You could use the shapes of the two items( QPainterPaths ) and implement an algorithm for contour intersection (to determine the shape of intersection). But for complex shapes, these algorithms are inaccurate and slow.

Regards

marcel
19th April 2007, 14:01
Maybe you could approximate the intersection area by intersecting only the bounding rectangles of the two items. I don't know if that is enough, however.

high_flyer
19th April 2007, 14:03
All though I haven't done it my self yet, I know that the Graphics View frame work supports it from the box:
http://doc.trolltech.com/4.2/graphicsview.html#the-graphics-view-coordinate-system


QGraphicsItem supports collision detection through the QGraphicsItem::shape() function, and QGraphicsItem::collidesWith(), which are both virtual functions. By returning your item's shape as a local coordinate QPainterPath from QGraphicsItem::shape(), QGraphicsItem will handle all collision detection for you. If you want to provide your own collision detection, however, you can reimplement QGraphicsItem::collidesWith().

marcel
19th April 2007, 14:10
ll though I haven't done it my self yet, I know that the Graphics View frame work supports it from the box:
http://doc.trolltech.com/4.2/graphic...rdinate-system (http://doc.trolltech.com/4.2/graphicsview.html#the-graphics-view-coordinate-system)
Quote:
QGraphicsItem supports collision detection through the QGraphicsItem::shape() function, and QGraphicsItem::collidesWith(), which are both virtual functions. By returning your item's shape as a local coordinate QPainterPath from QGraphicsItem::shape(), QGraphicsItem will handle all collision detection for you. If you want to provide your own collision detection, however, you can reimplement QGraphicsItem::collidesWith().


Yes, but in that reimplementation he must compute the intersection shape, because Qt won't provide it.

high_flyer
19th April 2007, 14:14
Yes, but in that reimplementation he must compute the intersection shape, because Qt won't provide it.
But isn't that only in case he needs something special?
Normal collision detection is provided by the frame work - at leaste that is they I dunderstand the docs.

marcel
19th April 2007, 14:16
Yes, yes, but in the end it comes down to actually computing the intersection of two shapes. Qt will only tell you if the collide.

Morea
19th April 2007, 14:21
The items will probably not intersect very much so I thought of this:

1) Find smaller and smaller rects that contains the intersected parts
2) choose the mid point of the rectangle as the point of intersection (yeah, not rocket science, but that migh suffice)
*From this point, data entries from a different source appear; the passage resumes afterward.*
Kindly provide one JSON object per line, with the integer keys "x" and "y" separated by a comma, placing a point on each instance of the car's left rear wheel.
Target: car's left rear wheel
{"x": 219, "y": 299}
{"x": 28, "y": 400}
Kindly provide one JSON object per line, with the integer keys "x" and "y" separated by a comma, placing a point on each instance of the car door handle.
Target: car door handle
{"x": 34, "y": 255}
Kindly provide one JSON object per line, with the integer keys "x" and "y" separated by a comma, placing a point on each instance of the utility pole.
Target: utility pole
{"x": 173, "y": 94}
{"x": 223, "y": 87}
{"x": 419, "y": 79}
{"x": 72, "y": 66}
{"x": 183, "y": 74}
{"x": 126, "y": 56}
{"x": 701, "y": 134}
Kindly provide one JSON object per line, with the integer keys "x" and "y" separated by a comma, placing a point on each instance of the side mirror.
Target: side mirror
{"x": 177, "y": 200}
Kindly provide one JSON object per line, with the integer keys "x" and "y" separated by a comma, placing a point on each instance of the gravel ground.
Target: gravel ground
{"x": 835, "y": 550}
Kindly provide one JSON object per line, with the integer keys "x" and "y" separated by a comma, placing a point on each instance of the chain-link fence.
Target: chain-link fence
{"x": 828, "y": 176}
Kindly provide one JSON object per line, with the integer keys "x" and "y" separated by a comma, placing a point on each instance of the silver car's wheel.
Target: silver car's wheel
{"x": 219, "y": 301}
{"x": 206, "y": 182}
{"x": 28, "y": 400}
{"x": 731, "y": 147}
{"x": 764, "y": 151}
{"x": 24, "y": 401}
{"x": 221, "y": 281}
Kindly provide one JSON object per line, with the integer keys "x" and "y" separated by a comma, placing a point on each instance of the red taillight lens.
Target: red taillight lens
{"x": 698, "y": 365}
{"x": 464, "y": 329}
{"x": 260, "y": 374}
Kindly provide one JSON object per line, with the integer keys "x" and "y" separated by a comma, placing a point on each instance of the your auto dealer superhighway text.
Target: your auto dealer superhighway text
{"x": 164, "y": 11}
Then I would start by usign bounding rects for the items, find their intersction, but what should I do in the next step to find smaller rects?

marcel
19th April 2007, 14:33
The items might not necessarily intersect in a point - might be an area, etc.
But to find the intersection point from the intersection rectangle test each point in the intersection rectangle and see which one belongs to both items. This is your intersection point.

wysota
19th April 2007, 14:42
The first question should be - "what do you need it for?" - maybe the intersection (which is computation intensive to get) is not needed after all.